Top: The gene is turned off. There is no lactose to inhibit the repressor, so the repressor binds to the operator. This stops the RNA polymerase from binding to the promoter and making lactase.
Bottom: The gene is turned on. Lactose inhibits the repressor. This allows the RNA polymerase to bind with the promoter, and express the genes. The genes now synthesize lactase. Eventually, the lactase will digest all of the lactose, until there is none to bind to the repressor. The repressor will then bind to the operator, stopping the manufacture of lactase.

In genetics, a promoter is a region of DNA that starts transcription of a particular gene.

Promoters are near the genes they transcribe, on the same strand of DNA and upstream.

Promoters can be about 100–1000 base pairs long.[1]

Overview[change | change source]

For the transcription to take place, the enzyme that makes RNA, known as RNA polymerase, must attach to the DNA near a gene.

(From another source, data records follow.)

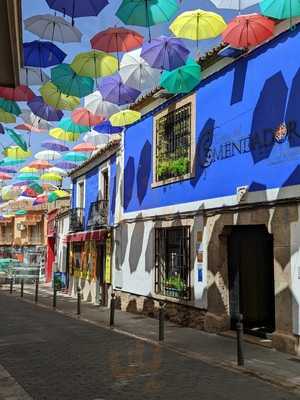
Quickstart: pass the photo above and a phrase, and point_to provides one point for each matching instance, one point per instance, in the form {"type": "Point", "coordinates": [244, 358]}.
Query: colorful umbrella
{"type": "Point", "coordinates": [248, 30]}
{"type": "Point", "coordinates": [146, 12]}
{"type": "Point", "coordinates": [42, 54]}
{"type": "Point", "coordinates": [137, 73]}
{"type": "Point", "coordinates": [182, 79]}
{"type": "Point", "coordinates": [165, 53]}
{"type": "Point", "coordinates": [197, 25]}
{"type": "Point", "coordinates": [78, 8]}
{"type": "Point", "coordinates": [53, 28]}
{"type": "Point", "coordinates": [115, 91]}
{"type": "Point", "coordinates": [95, 104]}
{"type": "Point", "coordinates": [55, 145]}
{"type": "Point", "coordinates": [19, 93]}
{"type": "Point", "coordinates": [17, 139]}
{"type": "Point", "coordinates": [75, 157]}
{"type": "Point", "coordinates": [94, 64]}
{"type": "Point", "coordinates": [125, 118]}
{"type": "Point", "coordinates": [60, 134]}
{"type": "Point", "coordinates": [68, 82]}
{"type": "Point", "coordinates": [44, 110]}
{"type": "Point", "coordinates": [55, 98]}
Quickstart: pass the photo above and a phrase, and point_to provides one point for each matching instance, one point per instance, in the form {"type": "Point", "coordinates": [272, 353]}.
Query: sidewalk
{"type": "Point", "coordinates": [264, 363]}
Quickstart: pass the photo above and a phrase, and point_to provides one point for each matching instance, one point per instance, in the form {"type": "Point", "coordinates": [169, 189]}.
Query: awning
{"type": "Point", "coordinates": [99, 235]}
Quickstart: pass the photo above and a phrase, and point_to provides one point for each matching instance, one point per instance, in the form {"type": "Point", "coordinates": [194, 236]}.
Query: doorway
{"type": "Point", "coordinates": [251, 278]}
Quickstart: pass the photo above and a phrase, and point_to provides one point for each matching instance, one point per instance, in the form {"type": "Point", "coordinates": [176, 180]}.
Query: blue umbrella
{"type": "Point", "coordinates": [107, 128]}
{"type": "Point", "coordinates": [42, 54]}
{"type": "Point", "coordinates": [115, 91]}
{"type": "Point", "coordinates": [78, 8]}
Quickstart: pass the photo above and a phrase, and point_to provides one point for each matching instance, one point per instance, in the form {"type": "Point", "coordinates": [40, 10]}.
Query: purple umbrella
{"type": "Point", "coordinates": [55, 145]}
{"type": "Point", "coordinates": [44, 110]}
{"type": "Point", "coordinates": [78, 8]}
{"type": "Point", "coordinates": [115, 91]}
{"type": "Point", "coordinates": [165, 53]}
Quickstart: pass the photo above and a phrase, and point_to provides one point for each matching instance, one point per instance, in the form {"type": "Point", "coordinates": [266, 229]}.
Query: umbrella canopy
{"type": "Point", "coordinates": [84, 147]}
{"type": "Point", "coordinates": [44, 110]}
{"type": "Point", "coordinates": [33, 76]}
{"type": "Point", "coordinates": [55, 145]}
{"type": "Point", "coordinates": [165, 53]}
{"type": "Point", "coordinates": [42, 54]}
{"type": "Point", "coordinates": [197, 25]}
{"type": "Point", "coordinates": [94, 64]}
{"type": "Point", "coordinates": [182, 79]}
{"type": "Point", "coordinates": [280, 9]}
{"type": "Point", "coordinates": [248, 30]}
{"type": "Point", "coordinates": [96, 139]}
{"type": "Point", "coordinates": [60, 134]}
{"type": "Point", "coordinates": [82, 116]}
{"type": "Point", "coordinates": [95, 104]}
{"type": "Point", "coordinates": [75, 157]}
{"type": "Point", "coordinates": [125, 117]}
{"type": "Point", "coordinates": [78, 8]}
{"type": "Point", "coordinates": [106, 127]}
{"type": "Point", "coordinates": [71, 84]}
{"type": "Point", "coordinates": [19, 93]}
{"type": "Point", "coordinates": [53, 28]}
{"type": "Point", "coordinates": [55, 98]}
{"type": "Point", "coordinates": [146, 12]}
{"type": "Point", "coordinates": [137, 73]}
{"type": "Point", "coordinates": [115, 91]}
{"type": "Point", "coordinates": [47, 155]}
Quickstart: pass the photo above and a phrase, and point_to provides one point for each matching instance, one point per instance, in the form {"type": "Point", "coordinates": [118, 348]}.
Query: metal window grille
{"type": "Point", "coordinates": [172, 262]}
{"type": "Point", "coordinates": [173, 144]}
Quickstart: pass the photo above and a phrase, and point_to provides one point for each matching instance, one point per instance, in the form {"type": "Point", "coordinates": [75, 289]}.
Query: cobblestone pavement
{"type": "Point", "coordinates": [53, 357]}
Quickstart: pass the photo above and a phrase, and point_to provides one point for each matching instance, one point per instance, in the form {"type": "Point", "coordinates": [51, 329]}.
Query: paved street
{"type": "Point", "coordinates": [55, 357]}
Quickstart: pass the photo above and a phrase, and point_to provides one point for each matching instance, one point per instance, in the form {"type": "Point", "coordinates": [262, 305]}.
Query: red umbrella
{"type": "Point", "coordinates": [20, 93]}
{"type": "Point", "coordinates": [248, 30]}
{"type": "Point", "coordinates": [84, 117]}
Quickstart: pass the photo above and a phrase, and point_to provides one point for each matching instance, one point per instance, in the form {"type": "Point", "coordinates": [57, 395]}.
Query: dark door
{"type": "Point", "coordinates": [251, 278]}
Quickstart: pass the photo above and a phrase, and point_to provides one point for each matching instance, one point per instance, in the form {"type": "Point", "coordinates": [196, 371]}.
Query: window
{"type": "Point", "coordinates": [174, 144]}
{"type": "Point", "coordinates": [172, 262]}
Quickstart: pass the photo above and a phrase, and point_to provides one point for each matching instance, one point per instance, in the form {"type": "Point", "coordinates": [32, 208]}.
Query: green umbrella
{"type": "Point", "coordinates": [17, 139]}
{"type": "Point", "coordinates": [147, 12]}
{"type": "Point", "coordinates": [66, 79]}
{"type": "Point", "coordinates": [182, 79]}
{"type": "Point", "coordinates": [10, 106]}
{"type": "Point", "coordinates": [68, 125]}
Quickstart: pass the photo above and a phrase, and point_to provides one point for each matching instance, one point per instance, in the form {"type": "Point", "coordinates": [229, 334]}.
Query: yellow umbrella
{"type": "Point", "coordinates": [55, 98]}
{"type": "Point", "coordinates": [16, 153]}
{"type": "Point", "coordinates": [60, 134]}
{"type": "Point", "coordinates": [124, 118]}
{"type": "Point", "coordinates": [197, 25]}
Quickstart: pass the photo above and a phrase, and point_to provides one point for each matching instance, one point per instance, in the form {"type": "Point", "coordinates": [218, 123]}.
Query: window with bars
{"type": "Point", "coordinates": [173, 144]}
{"type": "Point", "coordinates": [172, 262]}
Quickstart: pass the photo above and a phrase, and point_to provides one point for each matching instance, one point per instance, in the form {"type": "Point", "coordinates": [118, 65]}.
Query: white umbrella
{"type": "Point", "coordinates": [234, 4]}
{"type": "Point", "coordinates": [47, 155]}
{"type": "Point", "coordinates": [31, 76]}
{"type": "Point", "coordinates": [137, 73]}
{"type": "Point", "coordinates": [95, 104]}
{"type": "Point", "coordinates": [52, 27]}
{"type": "Point", "coordinates": [97, 139]}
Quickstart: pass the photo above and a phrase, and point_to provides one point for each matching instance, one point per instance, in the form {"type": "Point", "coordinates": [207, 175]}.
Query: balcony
{"type": "Point", "coordinates": [98, 215]}
{"type": "Point", "coordinates": [76, 220]}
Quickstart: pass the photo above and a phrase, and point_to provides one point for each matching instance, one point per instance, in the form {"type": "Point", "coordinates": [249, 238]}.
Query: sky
{"type": "Point", "coordinates": [89, 26]}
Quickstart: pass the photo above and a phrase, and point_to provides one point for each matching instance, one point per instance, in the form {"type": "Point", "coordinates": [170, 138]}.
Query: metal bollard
{"type": "Point", "coordinates": [112, 309]}
{"type": "Point", "coordinates": [161, 317]}
{"type": "Point", "coordinates": [78, 301]}
{"type": "Point", "coordinates": [36, 295]}
{"type": "Point", "coordinates": [22, 287]}
{"type": "Point", "coordinates": [240, 344]}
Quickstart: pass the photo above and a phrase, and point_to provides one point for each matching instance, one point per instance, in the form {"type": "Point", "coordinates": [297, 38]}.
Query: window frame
{"type": "Point", "coordinates": [171, 108]}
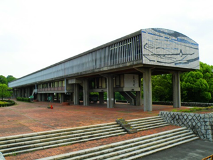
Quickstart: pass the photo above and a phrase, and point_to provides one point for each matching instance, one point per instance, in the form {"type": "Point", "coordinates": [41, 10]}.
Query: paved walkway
{"type": "Point", "coordinates": [195, 150]}
{"type": "Point", "coordinates": [34, 117]}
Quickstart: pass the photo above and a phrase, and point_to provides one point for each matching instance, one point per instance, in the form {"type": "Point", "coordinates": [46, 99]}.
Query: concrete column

Promoters contain specific DNA sequences which give the RNA polymerase a binding site. There are also a number of proteins which help this process along, or which stop it happening. The whole thing is called the regulation of gene expression.

In bacteria
The promoter is recognized by RNA polymerase and an associated protein.
In eukaryotes
The process is more complicated, and at least seven different factors are necessary for the binding of an RNA polymerase II to the promoter.

Promoters are critical elements which work in concert with other regulatory regions. Together they adjust the level of transcription of a gene. So, genes get switched on when they are needed, and switched off when they are not. When they are on, they get adjusted up or down as needed.